S'il arrivait tard, il était debout; s'il arrivait de bonne heure, il était assis; il se peut faire qu'ayant paru à la représentation de quelqu'une de ses bonnes pièces, on se soit levé pour le regarder, qu'on luy ait battu des mains. Hélas à qui cela n'arrive t'il pas? Mais qu'il ait eu des distinctions réelles, qu'on luy ait rendu des honneurs marquez, que ces honneurs ayent passé en usage pour luy, c'est ce qui n'est ny vray, ny vraisemblable, ny même possible, attendu la tournure de nos esprits français. Croyez moi, le pauvre homme était négligé comme tout grand homme doit l'être parmy nous. Il n'avait nulle considération, on se moquait de luy; il allait à pied, il arrivait crotté de chez son libraire à la comédie; on sifla ses douze dernières pièces; à peine trouva t'il des comédiens qui daignassent les jouer.
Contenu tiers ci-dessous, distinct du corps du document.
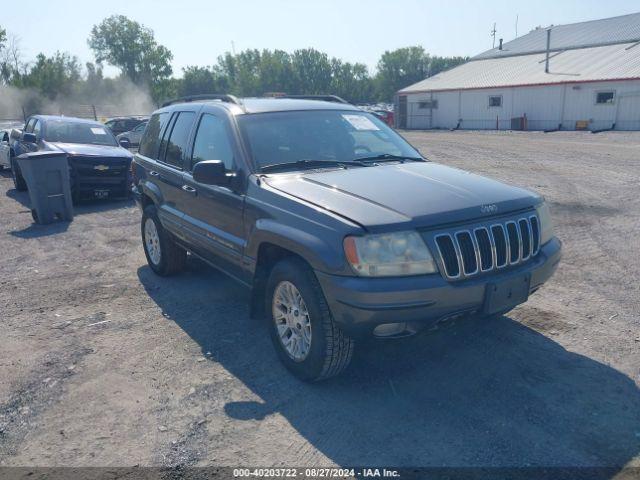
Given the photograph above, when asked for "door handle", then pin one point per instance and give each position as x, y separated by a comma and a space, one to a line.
190, 190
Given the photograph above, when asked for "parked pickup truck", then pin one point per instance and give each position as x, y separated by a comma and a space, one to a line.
340, 228
98, 166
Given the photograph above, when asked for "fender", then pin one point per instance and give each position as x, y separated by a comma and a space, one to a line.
152, 191
319, 253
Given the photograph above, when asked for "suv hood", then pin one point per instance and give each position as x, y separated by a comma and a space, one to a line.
90, 150
416, 194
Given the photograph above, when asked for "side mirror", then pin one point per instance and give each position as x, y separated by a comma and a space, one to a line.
29, 138
211, 172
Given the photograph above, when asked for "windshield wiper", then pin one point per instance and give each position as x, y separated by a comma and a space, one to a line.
387, 157
307, 163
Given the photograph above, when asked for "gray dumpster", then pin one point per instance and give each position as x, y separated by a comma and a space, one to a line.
47, 177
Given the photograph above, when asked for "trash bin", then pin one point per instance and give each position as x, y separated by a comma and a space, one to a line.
47, 177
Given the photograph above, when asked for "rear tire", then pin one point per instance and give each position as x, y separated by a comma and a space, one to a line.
18, 179
330, 350
164, 256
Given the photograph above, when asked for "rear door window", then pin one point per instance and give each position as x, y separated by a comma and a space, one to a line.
177, 144
29, 127
37, 127
150, 142
212, 142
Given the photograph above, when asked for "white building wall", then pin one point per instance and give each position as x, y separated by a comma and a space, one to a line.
546, 107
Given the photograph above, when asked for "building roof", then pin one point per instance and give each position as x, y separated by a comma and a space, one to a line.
613, 62
599, 50
607, 31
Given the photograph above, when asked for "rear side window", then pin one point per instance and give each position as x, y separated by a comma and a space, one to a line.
29, 127
37, 128
177, 144
212, 142
150, 142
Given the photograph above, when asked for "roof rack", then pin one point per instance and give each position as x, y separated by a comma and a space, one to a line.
325, 98
223, 97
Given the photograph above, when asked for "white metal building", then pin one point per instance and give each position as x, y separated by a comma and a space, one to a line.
592, 81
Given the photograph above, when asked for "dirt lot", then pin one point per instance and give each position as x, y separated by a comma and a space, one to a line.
103, 363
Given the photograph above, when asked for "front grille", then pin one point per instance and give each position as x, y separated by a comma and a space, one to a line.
469, 252
99, 167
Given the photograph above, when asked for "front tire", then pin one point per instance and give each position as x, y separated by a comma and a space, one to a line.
303, 332
18, 179
164, 256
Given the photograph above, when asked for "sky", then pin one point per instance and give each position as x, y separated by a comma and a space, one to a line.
198, 31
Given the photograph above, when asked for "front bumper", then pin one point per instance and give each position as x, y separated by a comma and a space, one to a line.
360, 304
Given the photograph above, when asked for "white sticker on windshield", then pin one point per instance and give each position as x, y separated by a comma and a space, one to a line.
360, 122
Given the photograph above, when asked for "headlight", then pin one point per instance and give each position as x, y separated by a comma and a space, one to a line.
546, 225
389, 254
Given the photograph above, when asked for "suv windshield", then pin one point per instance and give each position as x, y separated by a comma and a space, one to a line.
298, 137
68, 132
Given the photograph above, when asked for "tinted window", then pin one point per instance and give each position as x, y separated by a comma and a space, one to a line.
285, 137
29, 127
150, 142
87, 133
177, 144
212, 142
140, 128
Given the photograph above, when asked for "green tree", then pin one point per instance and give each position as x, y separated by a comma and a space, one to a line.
132, 47
351, 81
405, 66
311, 72
52, 76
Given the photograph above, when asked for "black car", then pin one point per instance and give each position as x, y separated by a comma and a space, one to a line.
120, 125
98, 166
340, 228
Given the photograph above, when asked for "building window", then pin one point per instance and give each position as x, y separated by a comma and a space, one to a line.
605, 98
495, 100
428, 104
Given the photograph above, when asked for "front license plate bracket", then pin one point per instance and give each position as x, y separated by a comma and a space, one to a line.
502, 296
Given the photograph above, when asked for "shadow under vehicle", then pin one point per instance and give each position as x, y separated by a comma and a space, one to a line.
475, 394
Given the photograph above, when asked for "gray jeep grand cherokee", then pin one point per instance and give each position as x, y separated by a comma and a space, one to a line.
339, 226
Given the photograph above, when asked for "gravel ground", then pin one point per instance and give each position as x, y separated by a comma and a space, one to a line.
105, 364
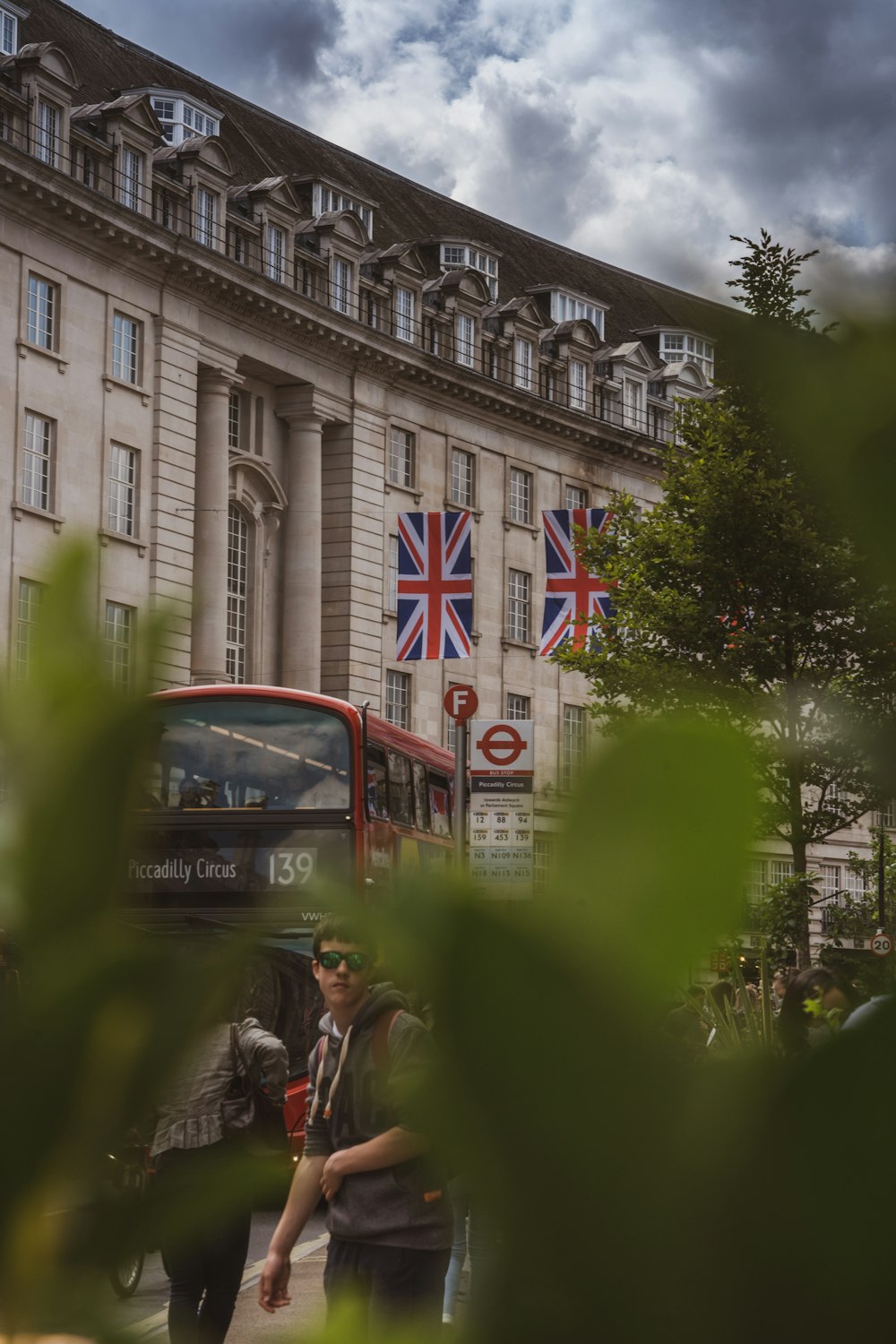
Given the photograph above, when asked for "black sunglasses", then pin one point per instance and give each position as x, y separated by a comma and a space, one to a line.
354, 960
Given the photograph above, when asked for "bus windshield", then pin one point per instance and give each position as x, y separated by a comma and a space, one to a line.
269, 755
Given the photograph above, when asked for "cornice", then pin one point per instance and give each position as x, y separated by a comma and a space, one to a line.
250, 298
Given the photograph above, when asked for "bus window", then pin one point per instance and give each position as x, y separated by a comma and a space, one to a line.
400, 777
253, 754
376, 797
440, 804
421, 797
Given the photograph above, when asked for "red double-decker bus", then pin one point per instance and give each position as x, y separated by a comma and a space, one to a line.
260, 806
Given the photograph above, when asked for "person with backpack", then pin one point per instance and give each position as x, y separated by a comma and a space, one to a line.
390, 1215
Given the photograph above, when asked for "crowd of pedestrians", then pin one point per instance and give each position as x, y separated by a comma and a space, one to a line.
398, 1226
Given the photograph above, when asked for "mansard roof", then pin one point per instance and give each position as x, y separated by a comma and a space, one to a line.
261, 144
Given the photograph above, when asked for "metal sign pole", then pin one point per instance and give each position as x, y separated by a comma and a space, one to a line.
460, 795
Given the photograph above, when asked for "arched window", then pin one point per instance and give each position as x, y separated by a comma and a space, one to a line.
237, 593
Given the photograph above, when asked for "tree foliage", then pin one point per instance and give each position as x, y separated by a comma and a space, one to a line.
740, 594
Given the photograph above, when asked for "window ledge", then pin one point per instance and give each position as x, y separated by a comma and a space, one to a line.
107, 535
392, 487
452, 507
18, 510
513, 521
506, 642
109, 382
27, 347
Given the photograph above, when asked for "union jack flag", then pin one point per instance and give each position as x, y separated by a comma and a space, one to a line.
573, 594
435, 586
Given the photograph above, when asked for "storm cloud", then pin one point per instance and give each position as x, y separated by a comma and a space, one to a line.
643, 134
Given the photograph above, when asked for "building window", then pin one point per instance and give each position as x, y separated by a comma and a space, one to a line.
578, 386
40, 328
465, 340
541, 863
30, 599
131, 177
633, 408
462, 468
123, 489
125, 349
341, 288
234, 421
276, 253
8, 34
522, 363
206, 217
37, 461
401, 465
520, 496
392, 574
47, 140
182, 120
118, 639
565, 308
571, 745
780, 871
398, 693
405, 314
457, 254
237, 593
519, 605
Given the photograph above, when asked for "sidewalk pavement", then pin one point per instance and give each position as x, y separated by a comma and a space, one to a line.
306, 1312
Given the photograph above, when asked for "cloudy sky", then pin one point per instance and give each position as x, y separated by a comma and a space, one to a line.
641, 132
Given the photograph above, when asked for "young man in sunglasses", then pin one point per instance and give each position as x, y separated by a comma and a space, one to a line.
390, 1218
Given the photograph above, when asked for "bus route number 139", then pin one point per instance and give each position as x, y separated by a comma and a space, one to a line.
290, 867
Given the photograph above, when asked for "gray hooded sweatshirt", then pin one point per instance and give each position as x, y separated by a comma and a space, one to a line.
352, 1098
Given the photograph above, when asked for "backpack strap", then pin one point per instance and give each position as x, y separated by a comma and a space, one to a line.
381, 1039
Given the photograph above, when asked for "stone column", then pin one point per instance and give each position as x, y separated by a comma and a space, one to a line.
303, 564
209, 660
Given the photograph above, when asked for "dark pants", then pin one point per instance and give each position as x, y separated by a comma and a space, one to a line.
392, 1285
206, 1268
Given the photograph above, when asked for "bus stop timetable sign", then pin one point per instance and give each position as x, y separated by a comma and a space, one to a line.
503, 806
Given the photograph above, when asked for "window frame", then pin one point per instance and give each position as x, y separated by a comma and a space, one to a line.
42, 328
129, 371
26, 623
131, 182
405, 314
392, 457
341, 289
124, 495
206, 220
462, 494
120, 652
519, 604
465, 346
40, 499
401, 683
516, 476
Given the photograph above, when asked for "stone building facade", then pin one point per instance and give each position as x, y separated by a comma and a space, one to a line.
233, 354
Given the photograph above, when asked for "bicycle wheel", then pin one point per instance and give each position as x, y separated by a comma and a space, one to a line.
125, 1273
Oubliez vous que j'ay été élevé dans la cour du palais par des personnes qui avaient vu longtemps Corneille? Ce qu'on nous dit dans notre enfance nous fait une impression durable, et j'étais destiné à ne rien oublier de ce qu'on me disait des pauvres poètes mes confrères; mon père avait bu avec Corneille. Il me disait que ce grand homme était le plus ennuieux mortel qu'il eût jamais vu, et l'homme qui avait la conversation la plus basse. L'histoire du lutin est fort connue; et malheureusement son lutin l'a totalement abandonné dans plus de vingt pièces de téâtre; cependant on veut des commentaires sur ces ouvrages qui ne devraient jamais avoir vu le jour. A la bonne heure, on aura des commentaires, je ne plains pas mes peines.
Tout ce que je demande à l'académie mon cher maître c'est qu'elle daigne lire mes observations aux assemblées quand elle n'aura point d'occupations plus pressantes. Je profiterai de ses critiques. Il est important qu'on sache que j'ay eu l'honneur de la consulter, et que j'ay souvent profité de ses avis. C'est là ce qui donnera à mon ouvrage un poids et une autorité qu'il n'aurait jamais si je ne m'en raportais qu'à mes faibles lumières. Je n'aurais même jamais entrepris un ouvrage si épineux si je n'avais compté sur les instructions de mes confrères.
Venons à ma lettre du 20 aoust; elle était pour vous seul; je la dictai fort vite; mais si vous trouvez qu'elle puisse être de quelque utilité, et qu'elle soit capable de disposer les esprits en faveur de mon entreprise, je vous prie de la donner à frère Tiriot. J'ay peur qu'il n'y ait quelques fautes de langage. On pardonne les négligences, mais non pas les solécismes, et il s'en glisse toujours quelques uns, quand on dicte rapidement. Je me mets entre vos mains à la suitte de Pierre et je recommande l'un et l'autre à vos bons offices, à vos lumières et à vos bontez.
Adieu mon cher maitre, votre vieillesse est bien respectable; plût à dieu que la mienne en approchast! Vous écrivez comme à trente ans. Je sens combien je dois vous estimer, et vous aimer.
V.
Le président de Ruffey qui est chez moy, vous fait ses compliments.